Выехав с парковки, он двинулся по дороге на Фридберг, откуда собирался свернуть на трассу Е-11, чтобы двигаться в южном направлении. Во Фридберге он остановился возле первой попавшейся гостиницы, зашел в вестибюль и оттуда позвонил, чтобы выяснить телефонный номер больницы в Дюссельдорфе, федеральная земля Северный Рейн-Вестфалия, где лечился Клаген.

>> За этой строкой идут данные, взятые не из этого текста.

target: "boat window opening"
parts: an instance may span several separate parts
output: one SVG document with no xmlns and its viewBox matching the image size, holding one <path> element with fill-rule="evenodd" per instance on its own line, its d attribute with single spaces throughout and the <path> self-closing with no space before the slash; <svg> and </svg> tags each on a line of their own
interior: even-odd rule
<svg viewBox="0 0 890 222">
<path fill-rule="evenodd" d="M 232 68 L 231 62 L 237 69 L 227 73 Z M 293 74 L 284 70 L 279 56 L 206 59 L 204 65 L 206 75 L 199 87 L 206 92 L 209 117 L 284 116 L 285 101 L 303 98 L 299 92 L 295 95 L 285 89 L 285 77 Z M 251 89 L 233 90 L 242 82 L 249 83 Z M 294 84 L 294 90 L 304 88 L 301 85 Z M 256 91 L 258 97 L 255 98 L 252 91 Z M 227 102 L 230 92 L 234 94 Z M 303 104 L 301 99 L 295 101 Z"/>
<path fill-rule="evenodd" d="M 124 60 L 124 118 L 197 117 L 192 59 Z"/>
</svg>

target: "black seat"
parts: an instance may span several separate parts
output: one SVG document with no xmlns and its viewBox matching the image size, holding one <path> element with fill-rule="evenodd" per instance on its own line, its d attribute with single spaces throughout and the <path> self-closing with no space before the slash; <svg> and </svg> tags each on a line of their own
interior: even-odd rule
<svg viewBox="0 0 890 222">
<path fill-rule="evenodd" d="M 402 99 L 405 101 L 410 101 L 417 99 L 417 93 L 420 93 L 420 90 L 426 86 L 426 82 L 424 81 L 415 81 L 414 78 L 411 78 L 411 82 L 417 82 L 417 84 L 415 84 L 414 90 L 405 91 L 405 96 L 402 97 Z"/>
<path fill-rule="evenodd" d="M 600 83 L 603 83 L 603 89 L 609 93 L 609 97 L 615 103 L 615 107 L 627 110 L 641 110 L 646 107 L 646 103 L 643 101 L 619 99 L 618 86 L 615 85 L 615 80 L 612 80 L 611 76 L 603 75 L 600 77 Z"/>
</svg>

Позвонив в больницу, он объяснил дежурной, что является родственником Отто Клагена, и спросил, значится ли у них такой пациент. Девушка проверила список пациентов и сказала, что Отто Клаген у них зарегистрирован. Тогда Фолькманн попросил позвать к телефону лечащего врача Клагена.

Минут через десять он, наконец, смог поговорить с врачом, которому сказал, что Отто Клаген его дядя и что он звонит из Баварии, чтобы осведомиться о его здоровье. Фолькманн спросил также, нельзя ли проведать дядюшку и поговорить с ним.

— А вам что, ничего не известно о его состоянии?

— Видите ли, я был за границей и только недавно узнал об этом. Неужели мой дядя настолько плох, доктор?

— Мне очень жаль, но он пережил инсульт, герр Клаген. У него парализовало правую сторону тела, возникли проблемы с речью. Если вы придете, он не сможет с вами нормально общаться, но, несомненно, мы не против вашего визита.

— Как вы думаете, когда он сможет говорить?

— Это зависит от течения болезни и терапии, герр Клаген. Но на данный момент прогноз неутешителен, перспективы у него не очень-то хорошие, а учитывая его возраст, боюсь… ну, вы меня понимаете?

Фолькманн поблагодарил врача и сказал, что еще позвонит, чтобы выяснить, как у дяди дела.

Потом он позвонил к себе домой. Трубку взяла Эрика, и он сообщил ей, где он находится, а также о том, что узнал от Тэда Биркена и что произошло с Клагеном, но ни слова не сказал о том, что ему рассказал Иван Мольке. Он вздохнул, и она спросила:

— А что насчет второго мужчины, Буша?

— Я в часе езды от Дахау, так что поеду туда. Надеюсь, с ним мне повезет больше, чем с Клагеном.

— И когда ты вернешься?

— Это зависит от того, найду я Буша или нет. Кроме того, даже если я его найду, он может не захотеть со мной говорить. Ты как сама, нормально?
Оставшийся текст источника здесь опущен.